TONO 「ひきだし」

基本「混ぜる」ことが気味が悪い
種類が違うもの、異質なものが混ざるあの不快さ…

主人公が結婚した相手には歳が変わらないくらいの娘がいた。
この義娘は大雑把な性格で、食後のデザートを出してくれるのは良いのだけれど
食べ終わったビーフシチューの皿にそのままケーキを載せて汚れたスプーンで食べるよう勧めてくるような子だ。
「お義母さんこういうの嫌だった?洗うの面倒だしお腹に入れば一緒だからあたし気にしないのよね」
とあっけらかんとしている。
そして、近所でおこった虐待死事件の話をはじめた。

死んだ少女は、厳しい親に見つかりたくないものをなんでも衣装箪笥のあちこちに隠す癖があった。
拾った鳥のひな、子犬、カエル、果ては魚まで…小さな子供が親に隠しながら
十分な世話ができるわけもなく、それらはそこで死に、子供はそのまま引き出しを閉じた。
親が食べ残しはいけないというから、食べ残したもの、無理に食べてはいたものも引き出しに隠した。
いくら叱っても子供はそれをやめられず、思い詰めた親はついに彼女を手にかけたのだという。

「タンスって洗濯した清潔なものや大切なものをいれるところよね、それは親も困ったでしょう」
義母がそういうと、義娘は
「まあ子供のすることよね、綺麗なものも汚いものも一緒くたに放置して。

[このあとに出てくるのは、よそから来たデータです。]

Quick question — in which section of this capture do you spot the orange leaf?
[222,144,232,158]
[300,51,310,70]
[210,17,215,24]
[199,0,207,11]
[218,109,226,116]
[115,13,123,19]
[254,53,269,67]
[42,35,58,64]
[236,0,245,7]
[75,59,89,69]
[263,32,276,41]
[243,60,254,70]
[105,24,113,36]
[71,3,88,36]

ああ子供なんてゾッとする」
と義母のまだ目立たない腹部に目を向けて顔をしかめた。
「だけどその親も子供の遺体をタンスに突っ込んで放置してたんですって」
まあ嫌だ、所詮親子よね、と義母は苦笑した。

義母にとってはこの娘も、同じように綺麗なもの汚いものものが混ざっても気にしない人間だ。
だからきづかないのだ、食事にずっと洗剤を混ぜていることを。
私だけの夫、子供、その家族にあなたを混ぜたくないのだ、と思うのだった。